Let her shoes fall off as she freewheeled, darting below sea-level as she met bumps and hump bridges the pamphlets heckled.  The high school obviously had never been a priority, as the amount of cars that ruptured on the dirt track to it was amazing.  No curbs, no flower beds.  Smoothing had been ordered years ago, but all that had arrived was more steaming aggregate.  In the boot, she had heavy coats and cans of glass resin for when she met turbulence.  Then she’d just stopped going. 

The school itself had been under continuous construction since the ribbon had been cut.  1978.  An anonymous pocket kept it going.  When work ended, there would be apocalypse.  Construction Winnebagos broke up the campus, bright colours against the drab exterior of a miraculously good-looking building, and the constant smell of Portland cement was a narcotic for those who played outside.  Why have drugs when you can snort the windowsill.

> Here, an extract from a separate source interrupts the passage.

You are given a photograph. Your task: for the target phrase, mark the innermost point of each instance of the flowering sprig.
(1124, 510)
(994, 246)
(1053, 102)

Though catering for two hundred hung-over teenagers, and fifty infants in the basement nursery, Grammar barely hit the three-story mark, enforcing a decree of cardboard prefabs and garden classes.  Art was done outside as much possible, Biology and Math were divided by Chinese privacy partitions.  Large gardens leading to the foot of the cliff, where a pool and tennis court had been stamped.  Wrought benches led to the front office, shadowed by sways of purple-veined butterwort and white chocolate roses.  It was even better in the vinyl sun, light and airy and warm.  She hated it and parked.

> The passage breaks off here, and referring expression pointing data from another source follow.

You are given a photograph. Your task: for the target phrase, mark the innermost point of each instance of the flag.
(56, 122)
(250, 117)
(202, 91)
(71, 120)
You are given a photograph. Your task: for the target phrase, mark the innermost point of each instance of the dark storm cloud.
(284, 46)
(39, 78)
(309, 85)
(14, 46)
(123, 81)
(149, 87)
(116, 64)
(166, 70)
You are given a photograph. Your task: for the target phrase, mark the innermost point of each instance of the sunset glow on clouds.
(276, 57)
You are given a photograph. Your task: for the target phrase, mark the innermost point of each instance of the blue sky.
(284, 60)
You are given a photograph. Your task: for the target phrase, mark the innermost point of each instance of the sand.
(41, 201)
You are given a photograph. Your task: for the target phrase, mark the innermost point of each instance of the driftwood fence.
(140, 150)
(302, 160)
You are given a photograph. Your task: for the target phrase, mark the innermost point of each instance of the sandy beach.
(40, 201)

People turned their backs to her at the door, the brave met a gaze she didn’t have to return.  She met Jemma inside, by the loft of lockers, and photocopied sheets in the spacious library, asking Paul the librarian exactly what he did to avoid paying.  The end of lunch had the corridors in heat, and conversation assaulted the lower airspace.  After being chastised for missing half the day, and then getting a slap on the shoulder when she let it slip that she intended to miss the rest of the day, Jemma rung the rest of the girls to complain about their fallen comrade.  In the hallways, people parted for the two girls.  Kere got most of the girth.